The travel sector is scrambling to salvage something out of this summer as flights resume, although long haul services are still sporadic and to some regions of the world largely non-existent. Airline fleets are also under-manned and will have difficulty getting back up to speed quickly. But airline stocks look cheap right now and there could be a case for buying into some and holding them for 6-12 months.
easyJet shares following a familiar pattern
easyJet (LSE:EZJ) shares show a familiar pattern for airline stocks, having fallen off the proverbial cliff in March. easyJet stock was trading at GBX 1517 on 21 February, but has fallen since then to hit GBX 494. It has done little over May and June as investors sit on their hands. At the moment it is trading at GBX 653, which is a considerable mark up on March lows, but there is still scope to make some healthy profits with an airline stock this cheap.
easyJet raised an extra GBP 419m in a cash call to investors last month. This is on top of GBP 2.4bn in cash and revenues. easyJet looks well cashed up as a result, but this is an airline that sits in the zone between the small carriers and the large fleets like British Airways and Lufthansa – it gets treated by ratings agencies as one of the big boys without the same level of government support when needed. easyJet has a LOT of planes and a huge European staff base and needs to keep one eye on its credit rating as it seeks to refinance further down the line.
Dart Group in recovery mode
Dart Group (LSE:DTG) is another airline which is in recovery mode, and has had to reduce staff salaries by 30%. But it says it is already taking bookings for 2021. Dart Group looks like a riskier play than easyJet, as it is a smaller business (2019 revenue of GBP 3.143 bn vs easyJet’s GBP 6.385 bn). Jefferies International reiterated its buy recommendation for Dart Group in June and set a target price of GBX 1050. Dart Group shares are trading at 737 this morning.

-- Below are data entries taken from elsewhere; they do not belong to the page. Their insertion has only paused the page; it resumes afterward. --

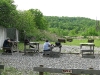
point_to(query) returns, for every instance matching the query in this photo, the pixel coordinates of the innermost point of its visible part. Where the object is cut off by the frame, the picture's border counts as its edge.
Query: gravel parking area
(69, 59)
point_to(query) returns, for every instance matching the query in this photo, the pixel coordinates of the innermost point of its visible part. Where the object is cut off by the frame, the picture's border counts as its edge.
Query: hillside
(71, 25)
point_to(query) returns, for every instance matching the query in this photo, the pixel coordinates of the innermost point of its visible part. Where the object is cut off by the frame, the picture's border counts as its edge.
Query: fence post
(41, 73)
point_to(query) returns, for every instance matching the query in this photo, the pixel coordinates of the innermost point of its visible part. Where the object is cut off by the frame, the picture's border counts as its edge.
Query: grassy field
(75, 42)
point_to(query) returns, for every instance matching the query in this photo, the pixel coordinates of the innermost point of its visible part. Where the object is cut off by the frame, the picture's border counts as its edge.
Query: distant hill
(67, 24)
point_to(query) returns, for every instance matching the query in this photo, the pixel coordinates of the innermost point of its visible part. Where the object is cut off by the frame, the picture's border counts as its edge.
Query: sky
(70, 8)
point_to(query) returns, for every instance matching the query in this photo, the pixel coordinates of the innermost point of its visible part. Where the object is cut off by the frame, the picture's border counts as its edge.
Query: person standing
(7, 44)
(46, 46)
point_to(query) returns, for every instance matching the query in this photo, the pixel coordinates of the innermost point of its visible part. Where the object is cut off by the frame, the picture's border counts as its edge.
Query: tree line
(32, 23)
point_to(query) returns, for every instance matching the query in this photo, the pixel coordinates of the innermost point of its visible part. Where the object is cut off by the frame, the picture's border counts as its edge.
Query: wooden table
(91, 45)
(87, 44)
(29, 49)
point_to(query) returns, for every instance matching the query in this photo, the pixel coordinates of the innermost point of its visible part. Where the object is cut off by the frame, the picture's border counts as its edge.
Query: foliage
(39, 19)
(73, 26)
(7, 13)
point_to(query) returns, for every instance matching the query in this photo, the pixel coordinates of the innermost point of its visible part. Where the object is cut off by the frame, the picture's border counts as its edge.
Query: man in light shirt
(46, 46)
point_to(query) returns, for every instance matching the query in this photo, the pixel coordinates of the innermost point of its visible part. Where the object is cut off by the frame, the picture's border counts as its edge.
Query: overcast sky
(70, 8)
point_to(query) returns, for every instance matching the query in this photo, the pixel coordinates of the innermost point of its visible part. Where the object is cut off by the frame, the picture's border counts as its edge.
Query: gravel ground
(69, 59)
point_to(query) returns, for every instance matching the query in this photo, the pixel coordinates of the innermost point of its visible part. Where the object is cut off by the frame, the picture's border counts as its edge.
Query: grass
(77, 42)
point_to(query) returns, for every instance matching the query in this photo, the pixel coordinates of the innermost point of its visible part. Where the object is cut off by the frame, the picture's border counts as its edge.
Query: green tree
(7, 12)
(40, 21)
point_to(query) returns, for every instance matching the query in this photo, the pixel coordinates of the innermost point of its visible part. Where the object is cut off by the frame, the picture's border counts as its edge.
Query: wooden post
(41, 73)
(1, 67)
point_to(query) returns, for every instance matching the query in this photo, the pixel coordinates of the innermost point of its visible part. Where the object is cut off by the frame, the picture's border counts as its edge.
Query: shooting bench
(53, 53)
(90, 50)
(30, 49)
(13, 48)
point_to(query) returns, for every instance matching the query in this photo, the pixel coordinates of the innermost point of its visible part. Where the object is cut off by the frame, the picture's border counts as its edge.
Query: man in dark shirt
(7, 46)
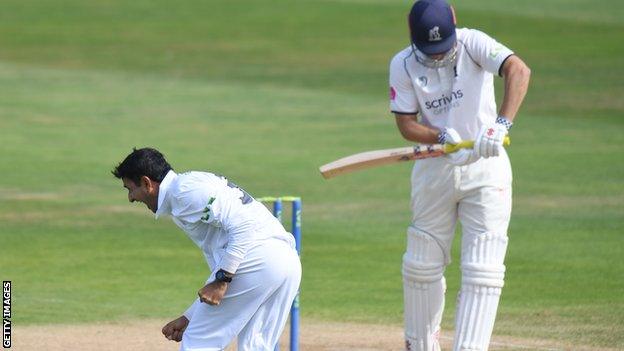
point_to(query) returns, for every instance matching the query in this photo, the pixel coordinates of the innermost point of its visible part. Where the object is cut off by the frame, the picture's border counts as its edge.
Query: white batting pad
(482, 279)
(423, 291)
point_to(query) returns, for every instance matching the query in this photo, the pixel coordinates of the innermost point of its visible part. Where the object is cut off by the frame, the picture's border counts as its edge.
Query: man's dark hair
(143, 162)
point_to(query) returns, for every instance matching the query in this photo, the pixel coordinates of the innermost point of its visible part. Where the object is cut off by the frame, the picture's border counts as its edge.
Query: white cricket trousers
(256, 305)
(479, 196)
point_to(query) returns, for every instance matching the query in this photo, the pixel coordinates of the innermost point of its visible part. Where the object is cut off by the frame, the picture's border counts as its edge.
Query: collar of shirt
(162, 193)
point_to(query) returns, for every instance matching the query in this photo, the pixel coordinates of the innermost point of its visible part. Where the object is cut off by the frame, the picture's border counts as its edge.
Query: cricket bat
(377, 158)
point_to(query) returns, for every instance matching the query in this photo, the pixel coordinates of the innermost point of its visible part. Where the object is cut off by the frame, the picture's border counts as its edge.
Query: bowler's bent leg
(263, 331)
(263, 275)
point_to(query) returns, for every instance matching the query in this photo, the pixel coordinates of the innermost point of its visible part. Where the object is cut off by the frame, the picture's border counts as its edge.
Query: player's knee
(482, 260)
(425, 260)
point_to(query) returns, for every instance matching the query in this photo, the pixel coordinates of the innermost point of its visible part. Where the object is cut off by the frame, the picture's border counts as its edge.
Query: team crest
(434, 34)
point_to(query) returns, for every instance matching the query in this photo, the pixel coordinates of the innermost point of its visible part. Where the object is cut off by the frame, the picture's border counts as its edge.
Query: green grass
(265, 92)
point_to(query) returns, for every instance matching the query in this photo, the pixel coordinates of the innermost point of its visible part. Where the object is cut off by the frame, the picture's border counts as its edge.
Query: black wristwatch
(223, 276)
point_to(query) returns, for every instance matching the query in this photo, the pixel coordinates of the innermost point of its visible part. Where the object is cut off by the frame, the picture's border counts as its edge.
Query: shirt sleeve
(222, 206)
(402, 94)
(486, 51)
(191, 310)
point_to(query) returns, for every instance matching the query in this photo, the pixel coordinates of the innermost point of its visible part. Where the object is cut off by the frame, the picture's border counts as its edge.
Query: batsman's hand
(460, 157)
(174, 329)
(489, 141)
(213, 292)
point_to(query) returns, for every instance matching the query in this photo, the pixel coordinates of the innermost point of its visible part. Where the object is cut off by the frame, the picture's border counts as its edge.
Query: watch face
(222, 277)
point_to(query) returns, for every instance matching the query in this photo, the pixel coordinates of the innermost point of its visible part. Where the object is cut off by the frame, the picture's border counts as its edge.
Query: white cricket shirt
(220, 218)
(460, 96)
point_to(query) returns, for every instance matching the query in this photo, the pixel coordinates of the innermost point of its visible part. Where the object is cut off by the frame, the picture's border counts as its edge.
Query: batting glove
(490, 138)
(461, 157)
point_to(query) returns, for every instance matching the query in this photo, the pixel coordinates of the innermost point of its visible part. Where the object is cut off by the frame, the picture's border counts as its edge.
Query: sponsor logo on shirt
(445, 103)
(496, 51)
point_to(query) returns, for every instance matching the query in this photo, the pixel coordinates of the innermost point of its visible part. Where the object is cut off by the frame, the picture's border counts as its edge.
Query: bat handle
(468, 144)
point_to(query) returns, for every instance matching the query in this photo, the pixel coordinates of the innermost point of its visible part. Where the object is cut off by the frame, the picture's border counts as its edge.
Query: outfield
(265, 92)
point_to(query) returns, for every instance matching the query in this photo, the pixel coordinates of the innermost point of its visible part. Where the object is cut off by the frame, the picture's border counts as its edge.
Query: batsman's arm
(416, 132)
(516, 75)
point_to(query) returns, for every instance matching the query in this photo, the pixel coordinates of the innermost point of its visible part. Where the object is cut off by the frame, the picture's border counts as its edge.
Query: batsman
(442, 91)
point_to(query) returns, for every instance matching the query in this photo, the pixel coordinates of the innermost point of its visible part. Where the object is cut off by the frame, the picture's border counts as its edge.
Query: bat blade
(377, 158)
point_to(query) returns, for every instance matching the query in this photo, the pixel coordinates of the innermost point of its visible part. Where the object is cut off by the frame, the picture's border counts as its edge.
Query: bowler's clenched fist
(174, 329)
(213, 292)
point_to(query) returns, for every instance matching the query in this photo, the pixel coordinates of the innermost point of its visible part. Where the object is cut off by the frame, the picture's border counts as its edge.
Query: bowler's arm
(516, 75)
(413, 131)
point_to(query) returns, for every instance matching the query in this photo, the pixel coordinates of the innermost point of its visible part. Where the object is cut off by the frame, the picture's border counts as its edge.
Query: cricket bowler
(442, 91)
(255, 268)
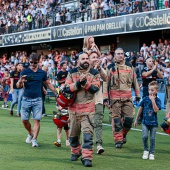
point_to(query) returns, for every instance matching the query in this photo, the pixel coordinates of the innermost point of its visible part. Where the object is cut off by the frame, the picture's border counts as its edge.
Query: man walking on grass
(31, 80)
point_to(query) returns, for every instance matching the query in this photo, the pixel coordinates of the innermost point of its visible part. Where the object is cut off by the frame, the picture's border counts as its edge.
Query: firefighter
(95, 63)
(118, 96)
(85, 81)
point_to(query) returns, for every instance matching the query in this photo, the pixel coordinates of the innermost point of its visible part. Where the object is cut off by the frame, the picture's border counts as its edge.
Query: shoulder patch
(93, 71)
(111, 65)
(128, 64)
(74, 70)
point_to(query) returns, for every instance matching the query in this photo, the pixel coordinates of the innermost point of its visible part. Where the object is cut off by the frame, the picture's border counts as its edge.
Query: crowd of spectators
(21, 15)
(160, 53)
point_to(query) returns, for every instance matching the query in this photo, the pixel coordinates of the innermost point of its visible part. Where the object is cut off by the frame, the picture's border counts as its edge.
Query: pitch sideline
(139, 130)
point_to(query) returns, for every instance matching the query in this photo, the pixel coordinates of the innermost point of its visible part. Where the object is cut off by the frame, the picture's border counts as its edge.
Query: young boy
(149, 107)
(59, 129)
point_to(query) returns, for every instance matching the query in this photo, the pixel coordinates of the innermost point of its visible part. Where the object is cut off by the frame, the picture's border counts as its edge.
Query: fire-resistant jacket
(84, 102)
(121, 80)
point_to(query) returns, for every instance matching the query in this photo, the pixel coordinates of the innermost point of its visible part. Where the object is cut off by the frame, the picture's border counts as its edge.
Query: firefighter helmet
(65, 99)
(60, 121)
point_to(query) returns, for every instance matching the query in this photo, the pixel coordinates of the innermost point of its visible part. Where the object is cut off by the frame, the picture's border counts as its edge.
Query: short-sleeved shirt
(62, 75)
(15, 75)
(33, 86)
(152, 77)
(149, 115)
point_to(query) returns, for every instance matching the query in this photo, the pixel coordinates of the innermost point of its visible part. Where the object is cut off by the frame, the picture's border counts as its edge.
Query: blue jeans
(145, 132)
(34, 105)
(16, 96)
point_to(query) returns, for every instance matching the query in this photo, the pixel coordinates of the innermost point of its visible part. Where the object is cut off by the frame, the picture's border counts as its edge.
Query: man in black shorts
(32, 79)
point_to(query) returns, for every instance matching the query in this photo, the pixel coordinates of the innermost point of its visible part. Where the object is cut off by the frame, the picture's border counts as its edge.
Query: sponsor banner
(37, 36)
(12, 39)
(26, 37)
(107, 26)
(148, 21)
(0, 40)
(67, 31)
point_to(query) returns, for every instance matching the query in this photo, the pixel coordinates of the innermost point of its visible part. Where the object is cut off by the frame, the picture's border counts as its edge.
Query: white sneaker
(151, 157)
(67, 143)
(145, 155)
(34, 143)
(100, 149)
(29, 138)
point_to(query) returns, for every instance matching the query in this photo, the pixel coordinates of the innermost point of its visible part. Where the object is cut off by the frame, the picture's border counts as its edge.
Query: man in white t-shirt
(145, 49)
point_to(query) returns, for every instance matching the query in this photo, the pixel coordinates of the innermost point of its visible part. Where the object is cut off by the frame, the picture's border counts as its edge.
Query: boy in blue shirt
(149, 107)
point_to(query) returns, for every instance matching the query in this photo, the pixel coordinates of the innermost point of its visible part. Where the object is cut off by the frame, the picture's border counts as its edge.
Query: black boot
(74, 157)
(87, 162)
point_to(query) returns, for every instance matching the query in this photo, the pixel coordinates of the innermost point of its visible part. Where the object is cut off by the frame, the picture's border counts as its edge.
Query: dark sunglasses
(33, 62)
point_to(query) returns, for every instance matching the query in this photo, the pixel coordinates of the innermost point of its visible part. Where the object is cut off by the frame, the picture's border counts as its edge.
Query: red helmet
(65, 99)
(61, 122)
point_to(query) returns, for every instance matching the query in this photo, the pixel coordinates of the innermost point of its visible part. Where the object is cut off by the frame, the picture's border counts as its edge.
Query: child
(63, 112)
(149, 107)
(5, 92)
(90, 46)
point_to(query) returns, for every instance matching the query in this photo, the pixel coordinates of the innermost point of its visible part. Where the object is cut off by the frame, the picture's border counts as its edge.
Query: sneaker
(87, 162)
(67, 143)
(151, 157)
(34, 143)
(74, 157)
(11, 113)
(19, 115)
(118, 145)
(58, 144)
(145, 155)
(29, 138)
(100, 149)
(43, 115)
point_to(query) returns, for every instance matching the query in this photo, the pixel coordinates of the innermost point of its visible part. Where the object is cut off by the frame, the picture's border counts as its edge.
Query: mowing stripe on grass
(139, 130)
(105, 124)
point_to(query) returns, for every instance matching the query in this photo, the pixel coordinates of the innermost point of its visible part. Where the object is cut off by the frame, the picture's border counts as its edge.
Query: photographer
(32, 79)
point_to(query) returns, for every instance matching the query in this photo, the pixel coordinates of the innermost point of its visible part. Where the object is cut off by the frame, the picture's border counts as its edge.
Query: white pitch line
(139, 130)
(105, 124)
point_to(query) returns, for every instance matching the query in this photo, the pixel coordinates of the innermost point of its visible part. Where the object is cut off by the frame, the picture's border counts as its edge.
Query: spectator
(68, 17)
(149, 73)
(94, 8)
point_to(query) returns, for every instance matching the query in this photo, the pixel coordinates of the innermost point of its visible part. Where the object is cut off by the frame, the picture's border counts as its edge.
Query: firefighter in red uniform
(121, 78)
(85, 81)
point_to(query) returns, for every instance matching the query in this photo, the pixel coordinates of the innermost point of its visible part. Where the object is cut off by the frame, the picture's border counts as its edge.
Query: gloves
(137, 99)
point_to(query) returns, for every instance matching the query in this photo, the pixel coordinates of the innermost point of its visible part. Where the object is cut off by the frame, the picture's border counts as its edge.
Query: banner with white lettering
(27, 37)
(148, 21)
(67, 31)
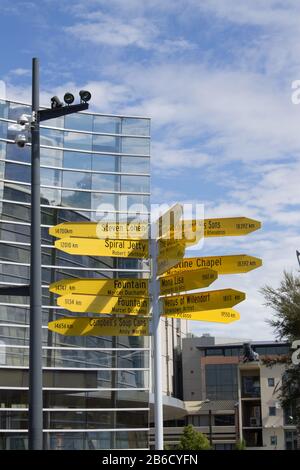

Dart Group stock has set a similar pattern to easyJet’s since the virus took hold in Europe, as investors have wondered when commercial flights would resume. The very fact that those flights ARE resuming should be positive news for the aviation sector, although we are not seeing this with Dart Group, where shares have slid off the 1000 mark in the past few weeks. Analysts remain unsure of its financial health as the latest set of numbers don’t really take into account the full impact of COVID-19.
All is not going to be rosy for the airlines – while they are now flying again and we can expect them to start to schedule more flights in August, recovery of air travel to the glory days of 2018-19 will take time. There are also worries about the spectre of a second wave, which could cause some flights to be cancelled in the future. We doubt there will be an across the board lockdown of the sort seen in March, as governments are now much more aware of the spread of the virus and can react with border closures or city lockdowns as required (e.g. Beijing and Melbourne in recent weeks).
Thus, we anticipate a slow and steady recovery in airline stocks. These look cheap right now, and we anticipate that there will be a gradual recovery in prices over the next few months.